There are two cafes, and lots of little nooks for brainstorming. At the entrance a large sign reads: “Dream Community.”
And indeed, the students inside are dreamers. Song Chengzhou, a quiet and intense young entrepreneur from Hubei who graduated in 2014, dropped out of his technology job after the monotony made him feel like a robot.
“Before, I was working as an electrical engineer, I’d just make designs based on whatever blueprint my boss gave me. I felt like I was on a production line. I was producing things then adding to them one step at a time, it felt really boring. I wanted to use some of the ideas I had in my mind so I came to Shanghai to become an entrepreneur with some of my friends,” he said.
Song is one of a generation of university graduates who has chosen to leave the safety of steady but often unrewarding and poorly paid employment, to strike out on his own.

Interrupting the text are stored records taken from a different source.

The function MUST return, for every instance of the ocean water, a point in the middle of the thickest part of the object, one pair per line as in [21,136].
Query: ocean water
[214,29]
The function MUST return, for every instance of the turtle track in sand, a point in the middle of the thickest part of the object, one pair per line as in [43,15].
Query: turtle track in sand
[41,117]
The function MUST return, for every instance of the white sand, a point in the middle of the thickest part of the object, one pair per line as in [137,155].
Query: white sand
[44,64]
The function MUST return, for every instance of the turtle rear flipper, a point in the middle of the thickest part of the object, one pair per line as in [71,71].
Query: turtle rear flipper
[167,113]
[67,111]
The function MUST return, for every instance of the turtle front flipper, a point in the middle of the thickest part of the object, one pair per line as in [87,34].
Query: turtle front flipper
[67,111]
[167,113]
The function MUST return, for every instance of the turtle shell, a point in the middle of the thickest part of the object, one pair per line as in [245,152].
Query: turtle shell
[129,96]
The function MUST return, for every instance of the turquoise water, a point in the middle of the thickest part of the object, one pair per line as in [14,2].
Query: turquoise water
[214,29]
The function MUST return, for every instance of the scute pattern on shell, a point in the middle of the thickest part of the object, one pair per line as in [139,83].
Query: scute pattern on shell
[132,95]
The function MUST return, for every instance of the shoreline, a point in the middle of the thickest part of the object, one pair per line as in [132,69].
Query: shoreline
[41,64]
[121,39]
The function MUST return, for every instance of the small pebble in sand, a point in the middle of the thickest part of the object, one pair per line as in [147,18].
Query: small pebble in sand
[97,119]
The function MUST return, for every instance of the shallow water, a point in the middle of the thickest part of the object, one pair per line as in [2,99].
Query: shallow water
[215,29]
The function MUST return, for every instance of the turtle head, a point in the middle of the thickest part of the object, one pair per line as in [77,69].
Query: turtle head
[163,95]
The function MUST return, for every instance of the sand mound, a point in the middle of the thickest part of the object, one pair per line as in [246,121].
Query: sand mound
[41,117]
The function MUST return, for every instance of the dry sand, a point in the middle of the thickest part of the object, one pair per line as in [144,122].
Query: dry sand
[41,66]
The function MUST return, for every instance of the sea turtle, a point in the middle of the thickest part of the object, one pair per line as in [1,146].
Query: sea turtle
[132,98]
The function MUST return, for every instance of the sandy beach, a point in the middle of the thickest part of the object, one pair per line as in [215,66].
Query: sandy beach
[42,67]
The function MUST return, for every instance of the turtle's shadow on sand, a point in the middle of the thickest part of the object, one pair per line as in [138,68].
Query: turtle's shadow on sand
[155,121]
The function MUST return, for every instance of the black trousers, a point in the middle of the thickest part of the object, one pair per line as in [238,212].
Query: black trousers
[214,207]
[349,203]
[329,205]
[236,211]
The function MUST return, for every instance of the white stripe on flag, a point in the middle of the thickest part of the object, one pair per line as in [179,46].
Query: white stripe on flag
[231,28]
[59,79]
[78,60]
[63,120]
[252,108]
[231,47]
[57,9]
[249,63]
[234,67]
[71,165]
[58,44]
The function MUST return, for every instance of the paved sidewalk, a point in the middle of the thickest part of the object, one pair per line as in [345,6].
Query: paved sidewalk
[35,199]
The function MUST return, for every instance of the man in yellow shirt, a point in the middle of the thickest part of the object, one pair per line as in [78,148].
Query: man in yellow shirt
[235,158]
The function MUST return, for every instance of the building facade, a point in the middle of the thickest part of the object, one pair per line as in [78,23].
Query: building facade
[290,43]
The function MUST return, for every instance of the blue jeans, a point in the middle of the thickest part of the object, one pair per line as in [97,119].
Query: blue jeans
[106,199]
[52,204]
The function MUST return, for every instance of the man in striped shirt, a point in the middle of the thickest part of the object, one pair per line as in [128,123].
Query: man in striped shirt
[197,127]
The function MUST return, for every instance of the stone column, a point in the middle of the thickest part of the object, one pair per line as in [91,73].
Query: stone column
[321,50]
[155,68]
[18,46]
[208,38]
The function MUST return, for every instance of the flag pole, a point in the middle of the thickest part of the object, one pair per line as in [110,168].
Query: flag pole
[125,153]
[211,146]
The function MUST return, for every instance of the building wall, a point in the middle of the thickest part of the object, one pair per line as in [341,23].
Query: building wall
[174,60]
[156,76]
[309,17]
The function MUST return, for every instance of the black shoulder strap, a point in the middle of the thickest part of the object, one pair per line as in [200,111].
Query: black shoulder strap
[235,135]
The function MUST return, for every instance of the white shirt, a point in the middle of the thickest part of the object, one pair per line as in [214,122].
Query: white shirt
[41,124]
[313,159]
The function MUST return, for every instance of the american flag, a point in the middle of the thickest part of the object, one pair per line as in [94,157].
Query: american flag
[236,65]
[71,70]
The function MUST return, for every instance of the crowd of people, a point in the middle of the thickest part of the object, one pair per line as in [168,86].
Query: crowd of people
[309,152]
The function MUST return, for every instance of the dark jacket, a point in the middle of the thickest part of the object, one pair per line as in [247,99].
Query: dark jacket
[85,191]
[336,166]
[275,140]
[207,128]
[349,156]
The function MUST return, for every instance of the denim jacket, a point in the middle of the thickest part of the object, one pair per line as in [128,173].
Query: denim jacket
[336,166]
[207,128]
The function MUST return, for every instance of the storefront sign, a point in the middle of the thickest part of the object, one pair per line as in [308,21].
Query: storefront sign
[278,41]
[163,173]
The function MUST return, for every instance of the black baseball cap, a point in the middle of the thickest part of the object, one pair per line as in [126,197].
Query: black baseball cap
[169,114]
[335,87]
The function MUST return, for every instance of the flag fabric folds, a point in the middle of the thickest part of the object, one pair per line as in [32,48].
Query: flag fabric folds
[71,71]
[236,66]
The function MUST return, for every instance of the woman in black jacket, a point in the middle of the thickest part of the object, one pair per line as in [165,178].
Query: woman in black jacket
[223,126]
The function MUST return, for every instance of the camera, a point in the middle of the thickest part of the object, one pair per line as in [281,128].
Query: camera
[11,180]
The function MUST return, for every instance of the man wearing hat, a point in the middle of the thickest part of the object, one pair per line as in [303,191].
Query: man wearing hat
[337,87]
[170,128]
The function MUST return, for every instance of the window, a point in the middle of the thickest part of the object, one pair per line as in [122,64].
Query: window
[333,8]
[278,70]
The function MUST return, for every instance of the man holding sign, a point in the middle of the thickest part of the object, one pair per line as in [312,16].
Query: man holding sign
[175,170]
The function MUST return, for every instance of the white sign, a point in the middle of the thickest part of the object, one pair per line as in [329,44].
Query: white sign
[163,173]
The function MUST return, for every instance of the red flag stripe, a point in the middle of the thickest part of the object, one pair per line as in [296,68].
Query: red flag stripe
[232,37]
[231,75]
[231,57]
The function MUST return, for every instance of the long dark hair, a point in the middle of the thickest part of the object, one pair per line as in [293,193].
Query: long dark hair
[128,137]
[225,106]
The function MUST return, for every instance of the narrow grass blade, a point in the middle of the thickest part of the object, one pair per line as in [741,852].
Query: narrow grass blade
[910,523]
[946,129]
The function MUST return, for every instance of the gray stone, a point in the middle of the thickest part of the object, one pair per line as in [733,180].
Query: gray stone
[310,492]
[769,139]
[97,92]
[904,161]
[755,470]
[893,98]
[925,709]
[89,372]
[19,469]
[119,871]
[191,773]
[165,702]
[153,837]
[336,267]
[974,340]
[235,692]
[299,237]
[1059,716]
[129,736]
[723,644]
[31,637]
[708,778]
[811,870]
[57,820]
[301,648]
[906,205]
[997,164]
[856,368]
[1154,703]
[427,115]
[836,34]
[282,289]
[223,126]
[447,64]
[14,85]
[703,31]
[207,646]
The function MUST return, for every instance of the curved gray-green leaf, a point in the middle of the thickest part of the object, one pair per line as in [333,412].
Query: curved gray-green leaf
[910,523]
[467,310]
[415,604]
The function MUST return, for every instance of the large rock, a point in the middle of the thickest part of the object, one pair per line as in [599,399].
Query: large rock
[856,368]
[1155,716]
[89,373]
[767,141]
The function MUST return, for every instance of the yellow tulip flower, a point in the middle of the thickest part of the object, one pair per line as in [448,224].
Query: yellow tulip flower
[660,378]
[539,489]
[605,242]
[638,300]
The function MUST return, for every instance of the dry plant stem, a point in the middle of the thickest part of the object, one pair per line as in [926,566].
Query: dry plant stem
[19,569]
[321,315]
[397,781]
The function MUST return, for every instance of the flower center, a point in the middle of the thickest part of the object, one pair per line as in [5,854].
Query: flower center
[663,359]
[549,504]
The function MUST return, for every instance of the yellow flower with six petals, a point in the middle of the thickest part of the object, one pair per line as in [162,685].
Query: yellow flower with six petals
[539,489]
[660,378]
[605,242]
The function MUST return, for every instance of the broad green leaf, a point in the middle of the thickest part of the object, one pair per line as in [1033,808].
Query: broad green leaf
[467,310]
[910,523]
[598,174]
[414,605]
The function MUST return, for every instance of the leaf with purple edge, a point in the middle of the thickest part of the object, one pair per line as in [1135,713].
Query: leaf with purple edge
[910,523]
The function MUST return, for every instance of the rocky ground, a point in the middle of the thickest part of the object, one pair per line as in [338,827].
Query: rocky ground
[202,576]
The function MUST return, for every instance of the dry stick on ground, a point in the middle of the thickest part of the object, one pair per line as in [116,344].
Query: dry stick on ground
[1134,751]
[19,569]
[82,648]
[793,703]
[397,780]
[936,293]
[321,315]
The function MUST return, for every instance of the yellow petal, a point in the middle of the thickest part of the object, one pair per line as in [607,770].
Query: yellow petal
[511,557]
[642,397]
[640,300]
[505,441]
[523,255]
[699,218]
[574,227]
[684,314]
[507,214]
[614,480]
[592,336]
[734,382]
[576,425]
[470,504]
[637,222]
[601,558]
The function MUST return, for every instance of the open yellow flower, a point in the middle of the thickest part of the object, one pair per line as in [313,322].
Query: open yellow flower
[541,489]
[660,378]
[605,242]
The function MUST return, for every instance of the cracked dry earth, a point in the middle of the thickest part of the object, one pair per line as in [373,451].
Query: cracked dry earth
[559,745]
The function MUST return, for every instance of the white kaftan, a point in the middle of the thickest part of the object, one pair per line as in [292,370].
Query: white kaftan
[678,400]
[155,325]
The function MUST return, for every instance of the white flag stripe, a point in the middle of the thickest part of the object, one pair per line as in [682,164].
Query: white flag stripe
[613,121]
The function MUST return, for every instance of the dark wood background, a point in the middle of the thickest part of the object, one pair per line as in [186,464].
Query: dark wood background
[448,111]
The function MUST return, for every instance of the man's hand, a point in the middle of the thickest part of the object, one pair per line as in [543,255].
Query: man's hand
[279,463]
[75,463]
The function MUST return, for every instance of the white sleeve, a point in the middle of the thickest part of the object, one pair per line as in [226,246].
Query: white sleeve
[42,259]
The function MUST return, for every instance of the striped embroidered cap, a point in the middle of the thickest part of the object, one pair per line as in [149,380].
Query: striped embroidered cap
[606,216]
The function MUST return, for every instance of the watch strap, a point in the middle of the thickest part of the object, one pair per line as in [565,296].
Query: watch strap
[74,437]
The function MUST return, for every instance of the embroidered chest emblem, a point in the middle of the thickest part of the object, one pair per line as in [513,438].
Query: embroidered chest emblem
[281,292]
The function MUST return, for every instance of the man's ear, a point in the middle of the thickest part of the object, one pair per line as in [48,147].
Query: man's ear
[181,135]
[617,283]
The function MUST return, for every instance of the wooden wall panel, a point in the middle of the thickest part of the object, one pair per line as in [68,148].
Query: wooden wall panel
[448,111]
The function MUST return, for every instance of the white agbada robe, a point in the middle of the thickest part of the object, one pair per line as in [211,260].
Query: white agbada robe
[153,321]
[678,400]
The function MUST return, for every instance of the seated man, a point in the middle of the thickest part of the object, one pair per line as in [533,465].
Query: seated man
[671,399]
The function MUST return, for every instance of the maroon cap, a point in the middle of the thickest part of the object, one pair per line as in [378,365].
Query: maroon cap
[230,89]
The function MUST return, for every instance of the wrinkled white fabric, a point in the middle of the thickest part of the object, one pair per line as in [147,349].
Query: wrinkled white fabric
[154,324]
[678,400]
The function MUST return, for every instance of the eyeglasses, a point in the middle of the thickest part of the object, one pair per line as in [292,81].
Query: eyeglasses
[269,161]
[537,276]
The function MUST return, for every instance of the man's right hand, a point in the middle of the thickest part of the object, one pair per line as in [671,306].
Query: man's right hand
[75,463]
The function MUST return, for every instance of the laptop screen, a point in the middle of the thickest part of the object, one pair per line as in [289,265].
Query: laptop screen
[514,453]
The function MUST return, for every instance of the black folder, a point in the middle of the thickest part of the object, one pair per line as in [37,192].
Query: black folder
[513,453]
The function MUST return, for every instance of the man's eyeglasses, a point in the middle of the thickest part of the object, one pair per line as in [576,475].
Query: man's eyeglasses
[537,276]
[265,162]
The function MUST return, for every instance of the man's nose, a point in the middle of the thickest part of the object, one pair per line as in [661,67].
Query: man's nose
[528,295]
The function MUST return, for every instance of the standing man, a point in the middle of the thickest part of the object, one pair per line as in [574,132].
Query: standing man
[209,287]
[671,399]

Average starting wages for college graduates have remained brutally low given the stratospheric increase in the cost of living in Chinese cities – around 2,500 yuan per month in 2014, according to a Peking University survey. Even more worrying for Beijing is the mismatch between salary expectations and reality. Year after year, surveys show Chinese students expecting twice the wages they end up getting.
Optimists see these entrepreneurs as a step toward building a Chinese version of Silicon Valley, that among these swarms of kids must be the next Jack Ma or Mark Zuckerberg, the founder of the next killer app or biotechnology firm.
But sceptics warn that pushing kids who have for the most part never held even part time jobs to rebrand themselves as CEOs is setting them up for failure without having prepared them for success.
Cui Ernan, a labour market analyst at Gavekal Dragonomics in Beijing who has been closely following the entrepreneurship trend, said that many of the business models dreamt up by the country’s young entrepreneurs never make it off the ground.
“Basically most (of their ideas) die in the cradle. Their ideas are a bit out of sync with what society actually needs. So I think this is trend is related to the current education system, the training students get in school, and the disconnect between theory and practice,” she said.
Entrepreneurs such as Alibaba’s Jack Ma and Tencent’s Ma Huateng helped make entrepreneurship cool for a generation of students, but what many don’t consider is that both of their idols had years of experience before either hit success.
As ubiquitous as the stories of young entrepreneurs are in today’s China, so too are the anecdotes of their failure. Ding Jia, who opened her own cafe-cum-cocktail bar after bouncing around China’s informal economy as a serial entrepreneur, says not everyone can make it.
“I don’t think being able to find something good that can make money is something a normal person can see. If they haven’t had that period of education I don’t know if they have the ability to face the types of problems you come across in society,” she said.
Another problem is that the subsidies and support are unlikely to offset other policy barriers to success. China is one of the most competitive environments for small businesses in the world, where both market forces and policy barriers combine to make scaling up difficult.
Access to capital is constrained by state domination of the financial system, and at the same time low-level official corruption and weak support for intellectual property disproportionately impacts start-ups.